Company requests rezoning Lake Drive lot
Columbus could soon be welcoming a new business, to the chagrin of some neighbors of the proposed 59-acre automobile auction facility.
A current proposal from Insurance Auto Auctions Inc. would turn farmland into an office building and a lot for damaged vehicles, and city residents who live near the site have opened a petition in protest.
Looking to add another location to its business that includes more than 160 auction lots in the United States and Canada, Insurance Auto Auctions wants to build west of Lake Drive (County Road 23), north of Pine Street. Turn lanes into the site from the north and south are proposed.
That access leads to only 20 acres of commercial property, however, and the company has applied with the city of Columbus for a rezoning and comprehensive plan amendment for 40 acres of adjoining agricultural land further west toward Zodiac Street.
The business would add an estimated 250 vehicle trips weekdays to Lake Drive, which currently sees average daily traffic counts of 6,600. All vehicles that are sold from Insurance Auto Auctions lots have been assessed as total losses by insurance companies, dealerships or rental car agencies following crashes or collisions.
When sold through auction, each vehicle leaves just as it arrived with no disassembly. General hours of operation would be 8 a.m. to 5:30 p.m. weekdays, typically including one live auction weekly, though the company receives about 70 percent of its bids online.
“It doesn’t belong in a residential neighborhood,” said Zodiac Street resident Steve Wagamon, whose prospects could involve seeing an 8-foot chain-link fence buffered by landscaping around a property where he and neighbors currently overlook corn and soybean fields.

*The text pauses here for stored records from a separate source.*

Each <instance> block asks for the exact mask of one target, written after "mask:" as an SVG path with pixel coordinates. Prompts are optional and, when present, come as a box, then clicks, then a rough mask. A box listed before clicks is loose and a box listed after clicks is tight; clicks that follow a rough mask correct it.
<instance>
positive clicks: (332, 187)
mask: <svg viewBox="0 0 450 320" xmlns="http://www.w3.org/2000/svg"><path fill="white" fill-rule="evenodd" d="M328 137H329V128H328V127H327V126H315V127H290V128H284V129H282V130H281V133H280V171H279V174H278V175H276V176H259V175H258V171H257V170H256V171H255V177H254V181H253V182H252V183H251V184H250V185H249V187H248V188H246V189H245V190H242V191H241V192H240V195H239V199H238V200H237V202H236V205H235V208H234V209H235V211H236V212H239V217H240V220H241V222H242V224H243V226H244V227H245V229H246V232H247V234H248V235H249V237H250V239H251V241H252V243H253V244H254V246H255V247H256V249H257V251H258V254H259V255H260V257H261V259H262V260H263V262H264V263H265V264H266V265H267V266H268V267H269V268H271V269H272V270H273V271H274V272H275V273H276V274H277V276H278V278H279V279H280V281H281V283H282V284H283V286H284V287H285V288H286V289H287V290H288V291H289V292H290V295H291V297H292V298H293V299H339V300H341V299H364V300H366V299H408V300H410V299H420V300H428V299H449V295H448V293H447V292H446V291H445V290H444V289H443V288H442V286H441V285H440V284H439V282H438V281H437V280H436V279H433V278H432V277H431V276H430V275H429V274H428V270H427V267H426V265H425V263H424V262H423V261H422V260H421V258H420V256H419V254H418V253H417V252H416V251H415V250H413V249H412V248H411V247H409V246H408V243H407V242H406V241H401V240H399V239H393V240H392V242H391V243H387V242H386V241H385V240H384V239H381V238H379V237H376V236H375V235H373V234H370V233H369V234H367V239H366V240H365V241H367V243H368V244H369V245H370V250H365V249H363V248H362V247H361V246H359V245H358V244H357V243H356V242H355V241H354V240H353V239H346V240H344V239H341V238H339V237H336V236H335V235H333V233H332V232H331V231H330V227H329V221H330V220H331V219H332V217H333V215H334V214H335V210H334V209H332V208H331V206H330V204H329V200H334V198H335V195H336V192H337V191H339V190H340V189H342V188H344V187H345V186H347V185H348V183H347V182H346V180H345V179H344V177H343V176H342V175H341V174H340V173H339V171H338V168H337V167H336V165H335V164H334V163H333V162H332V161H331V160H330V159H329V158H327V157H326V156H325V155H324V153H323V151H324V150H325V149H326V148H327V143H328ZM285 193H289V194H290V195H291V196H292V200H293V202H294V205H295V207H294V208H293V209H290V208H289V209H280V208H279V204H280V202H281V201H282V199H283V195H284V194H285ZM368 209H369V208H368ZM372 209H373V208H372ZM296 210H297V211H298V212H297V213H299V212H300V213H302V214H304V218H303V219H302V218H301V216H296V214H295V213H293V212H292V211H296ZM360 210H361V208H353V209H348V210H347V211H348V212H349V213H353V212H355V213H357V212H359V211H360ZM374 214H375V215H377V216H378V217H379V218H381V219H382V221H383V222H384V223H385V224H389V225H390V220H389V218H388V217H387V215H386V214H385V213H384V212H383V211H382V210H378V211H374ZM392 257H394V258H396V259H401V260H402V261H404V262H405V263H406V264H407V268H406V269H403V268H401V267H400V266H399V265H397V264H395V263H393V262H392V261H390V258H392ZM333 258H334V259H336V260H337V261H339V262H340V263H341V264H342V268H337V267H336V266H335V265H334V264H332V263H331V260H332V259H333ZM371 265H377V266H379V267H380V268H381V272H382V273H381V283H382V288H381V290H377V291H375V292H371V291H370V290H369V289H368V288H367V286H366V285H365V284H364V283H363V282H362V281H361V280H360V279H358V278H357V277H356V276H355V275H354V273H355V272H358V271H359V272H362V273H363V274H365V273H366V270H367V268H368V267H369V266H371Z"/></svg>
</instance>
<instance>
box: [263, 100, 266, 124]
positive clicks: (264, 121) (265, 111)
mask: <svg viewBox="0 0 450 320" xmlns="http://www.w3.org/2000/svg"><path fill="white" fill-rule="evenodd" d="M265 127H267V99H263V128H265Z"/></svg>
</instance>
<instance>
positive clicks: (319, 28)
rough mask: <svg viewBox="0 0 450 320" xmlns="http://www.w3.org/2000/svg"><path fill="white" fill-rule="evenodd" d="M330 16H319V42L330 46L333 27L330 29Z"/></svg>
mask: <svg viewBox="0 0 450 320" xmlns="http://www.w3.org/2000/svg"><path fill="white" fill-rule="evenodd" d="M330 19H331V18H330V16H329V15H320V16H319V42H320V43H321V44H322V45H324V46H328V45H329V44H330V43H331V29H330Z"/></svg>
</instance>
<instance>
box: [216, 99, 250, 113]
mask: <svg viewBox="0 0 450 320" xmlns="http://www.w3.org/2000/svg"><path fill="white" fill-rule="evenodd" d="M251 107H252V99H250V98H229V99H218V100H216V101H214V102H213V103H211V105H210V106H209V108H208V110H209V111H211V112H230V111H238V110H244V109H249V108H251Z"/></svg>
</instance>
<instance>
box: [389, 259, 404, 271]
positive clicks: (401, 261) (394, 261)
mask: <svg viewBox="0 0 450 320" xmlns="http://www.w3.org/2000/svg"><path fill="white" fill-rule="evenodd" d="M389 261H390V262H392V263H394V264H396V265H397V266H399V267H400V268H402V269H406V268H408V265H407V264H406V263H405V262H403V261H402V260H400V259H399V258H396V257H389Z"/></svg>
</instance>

Wagamon spoke during a public hearing before the Columbus Planning Commission in October. The requests for rezoning and a comprehensive plan amendment, plus a conditional use permit, were on the Planning Commission’s agenda for Wednesday, Nov. 6, but the applicant also asked the commissioners earlier this week to delay their discussions until December.
If the Planning Commission approves the company’s requests, the board’s recommendations would go to the City Council.